Well today was the day.. After futzing with the Internet up on Cougar mountain I headed to the store. Devon was nice enough to clean the tank out while I was at the store. We tossed the live rock I had and all the sand. She cleaned the glass and it looks spotless now.
At the store I picked up 10 pounds of uncured Fiji live rock, 20 pounds of live sand and some activated charcoal.
At home we washed off all the pumps, thermometers, filters, etc and put them back in their spot. I poured in the new sand and then filled the tank most of the way. After adding some salt and mixing that around we dropped in the live rock, then filled the water the rest of the way. I adjusted the salt again and let it roll.
So here it is, still cloudy. One of the two lights is off because the ballast failed. I’ll have to get that replaced. The bulbs are both new. The tank originally came with a 24W 10K bulb and a 24W Actinic. I replaced the 10K with another one, and the Actinic with a 24W 50/50. The 50/50 is half a 10K bulb, and the other half is Actinic. That puts the 10K at 36W total in the tank with just a little blue tint.

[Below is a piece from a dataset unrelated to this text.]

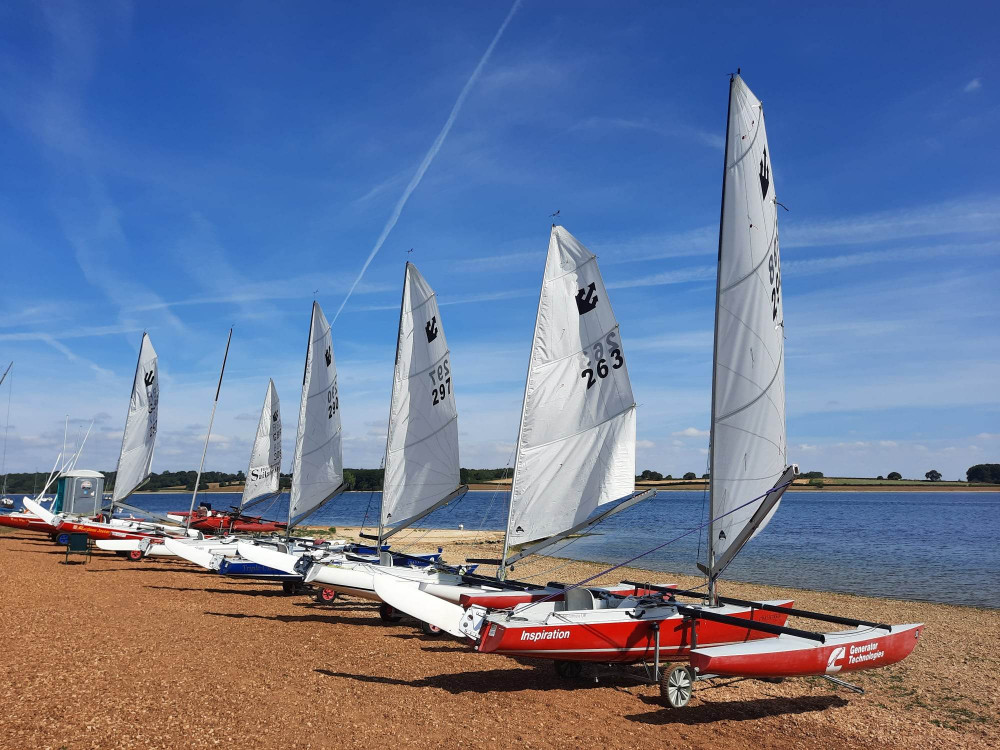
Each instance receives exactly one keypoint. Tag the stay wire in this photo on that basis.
(657, 547)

Oh yeah, I kept the Nassarius snails that lived through the power outage. There were 6 of the little buggers still alive after draining the tank and letting it sit for like a week. And that’s after 8 days of no power, 40 degree water temps, and no food. I couldn’t kill these dudes if I tried. You can see one of them among the empty shells here. He’s the smallest one in the picture.

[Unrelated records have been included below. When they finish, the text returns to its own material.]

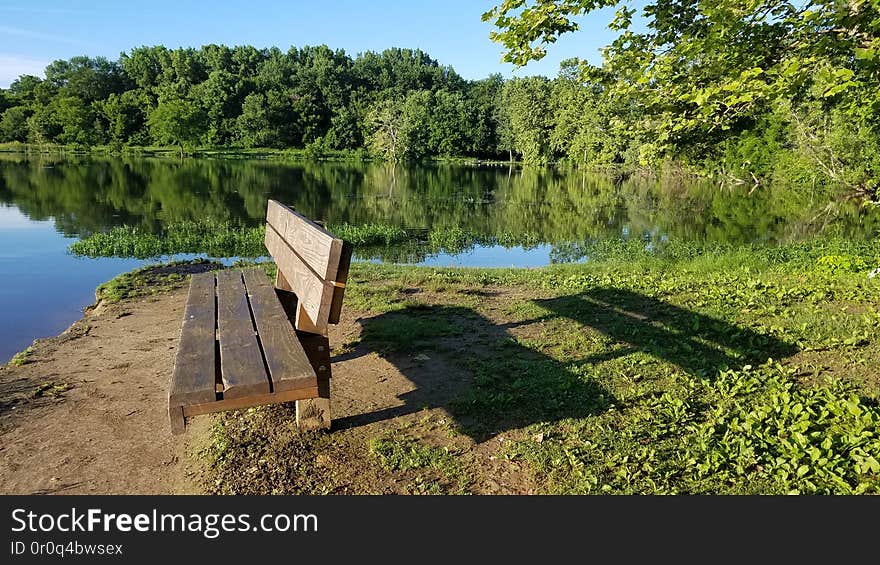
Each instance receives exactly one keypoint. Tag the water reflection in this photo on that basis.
(551, 207)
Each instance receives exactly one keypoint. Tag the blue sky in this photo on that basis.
(34, 33)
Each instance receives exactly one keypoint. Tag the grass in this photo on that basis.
(216, 239)
(223, 239)
(730, 371)
(22, 357)
(713, 371)
(153, 279)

The big wind storm of December 2006 here in the Seattle area wiped out power to over 1 million people with the vast majority of them in the Redmond, Bellevue, Kirkland, and Woodinville areas. My house, along with 700,000 other Puget Sound Energy customers on the Eastside was dark for days. 8 Days to be exact during an average outside temperature of 35 degrees. The inside of my house dropped to 38 degrees in the end. I had just recently revived a leather coral that was not doing well in my 14 gallon reef tank but due to the power outage, the entire tank is wiped out. The water temperature dropped below 40 degrees after 4 days or so and stayed that low. Far lower than the 81 degree heated temp I keep it at.
I lost almost everything…
1 Orchid Dotty
1 Bicolor Blenny
1 Emerald Crab
1 Fire Shrimp
1 Cleaner Shrimp
6 Astrea Snails
5 Hermit crabs (blue leg, red leg)
3 star fish
20+ bristleworms ( I had no idea there was more than one )
1 finger leather coral
1 toadstool coral
1 xenia coral
3 separate colonies of star polyps
1 vermatid snail
3 feather dusters
The only thing that woke up when I powered up the heater and lights were the 10 nassarius snails. Talk about resilient.

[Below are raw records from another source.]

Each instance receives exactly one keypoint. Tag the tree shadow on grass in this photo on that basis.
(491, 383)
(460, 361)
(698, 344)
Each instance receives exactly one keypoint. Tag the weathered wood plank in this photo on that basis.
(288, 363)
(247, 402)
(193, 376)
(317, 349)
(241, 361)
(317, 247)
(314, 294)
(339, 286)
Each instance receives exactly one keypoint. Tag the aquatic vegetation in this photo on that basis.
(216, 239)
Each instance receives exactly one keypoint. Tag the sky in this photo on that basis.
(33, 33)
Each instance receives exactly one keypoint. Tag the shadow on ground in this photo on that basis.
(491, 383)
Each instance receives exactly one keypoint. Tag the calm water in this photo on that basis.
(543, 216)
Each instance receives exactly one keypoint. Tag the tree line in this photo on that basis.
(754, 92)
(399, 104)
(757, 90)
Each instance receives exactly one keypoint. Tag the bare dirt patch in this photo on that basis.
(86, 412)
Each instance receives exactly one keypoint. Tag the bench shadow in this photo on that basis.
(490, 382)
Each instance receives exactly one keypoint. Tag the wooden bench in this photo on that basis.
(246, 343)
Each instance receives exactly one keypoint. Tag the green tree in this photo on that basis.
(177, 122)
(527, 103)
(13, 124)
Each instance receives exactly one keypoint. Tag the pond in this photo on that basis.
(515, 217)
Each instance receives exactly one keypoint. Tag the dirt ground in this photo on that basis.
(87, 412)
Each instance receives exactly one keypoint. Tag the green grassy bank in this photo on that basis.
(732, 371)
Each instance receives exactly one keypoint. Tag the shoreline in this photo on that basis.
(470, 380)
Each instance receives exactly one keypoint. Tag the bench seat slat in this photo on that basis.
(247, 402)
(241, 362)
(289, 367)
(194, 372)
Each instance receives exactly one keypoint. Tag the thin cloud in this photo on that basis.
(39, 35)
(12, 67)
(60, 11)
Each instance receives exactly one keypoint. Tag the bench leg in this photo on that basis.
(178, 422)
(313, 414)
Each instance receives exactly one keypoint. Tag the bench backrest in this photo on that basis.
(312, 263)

I am going to be moving this month so aside from cleaning all the dead stock, I’ll be draining the water and moving the tank sometime soon. After a week or two for the tank to cycle again, I’ll begin to restock. Despite the loss I feel somewhat relieved because I was worried about how I was going to move the tank without killing all of the animals myself. This way I can’t blame myself. A UPS wouldn’t have lasted more than a few hours powering the heater and a pump, and if I had a generator I couldn’t have purchased any gas because none of the gas stations had power anyway. No one else had power so I couldn’t have moved the tank anywhere. I was basically stuck letting them die. It’s sad, my favorites were the blenny because he had a cool personality and the fire shrimp because his color was so bright.
This blog is devoted to the trials, tribulations and hopefully successes I have while building and maintaining my nano reef saltwater aquarium. I created this blog a while ago when I started this project but never wrote anything. On this day, January 1st, 2007, I am starting what will hopefully be regular updates.